People should just start spraying penises everywhere. It seems to get them covered up quite quickly

How about bugs?

ktache | 4 years ago
1 like

The thing with potholes is they only ever get bigger.

They will never will repair themselves.

So a small one today, may, with the weather we've been having, and especially if it manages to get cold this winter, be a huge one the day after tomorrow.

ktache | 4 years ago

What bothers me is that the council definition of a pothole (to be reached before any repairs could possibly be considered) seems to be one that could cause damage to a car, completely forgetting the needs of 2 wheeled transport.  Especially those with skinny tyres.

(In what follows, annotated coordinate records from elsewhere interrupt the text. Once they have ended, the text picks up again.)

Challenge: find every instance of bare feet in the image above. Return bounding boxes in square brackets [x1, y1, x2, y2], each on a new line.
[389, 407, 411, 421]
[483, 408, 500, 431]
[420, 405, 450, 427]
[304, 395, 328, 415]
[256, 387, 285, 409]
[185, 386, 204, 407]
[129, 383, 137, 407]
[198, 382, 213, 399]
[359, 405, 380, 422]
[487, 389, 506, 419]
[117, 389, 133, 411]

And the filling in of potholes that caused deaths and serious injuries, bit late.  Almost admitting that it might have been a bit dangerous.

Good luck, Mr Pothole!

growingvegtables replied to ktache | 4 years ago
ktache wrote:

What bothers me is that the council definition of a pothole (to be reached before any repairs could possibly be considered) ...


+1 on everything you write there!

But especially galling?  Is Leeds City Council the only one around the country that goes out to a badly potholed bit of road, measures them, and repairs ONLY the ones that reach their criteria?   LEAVING  THE  LEGION  OF  SMALLER  ONES?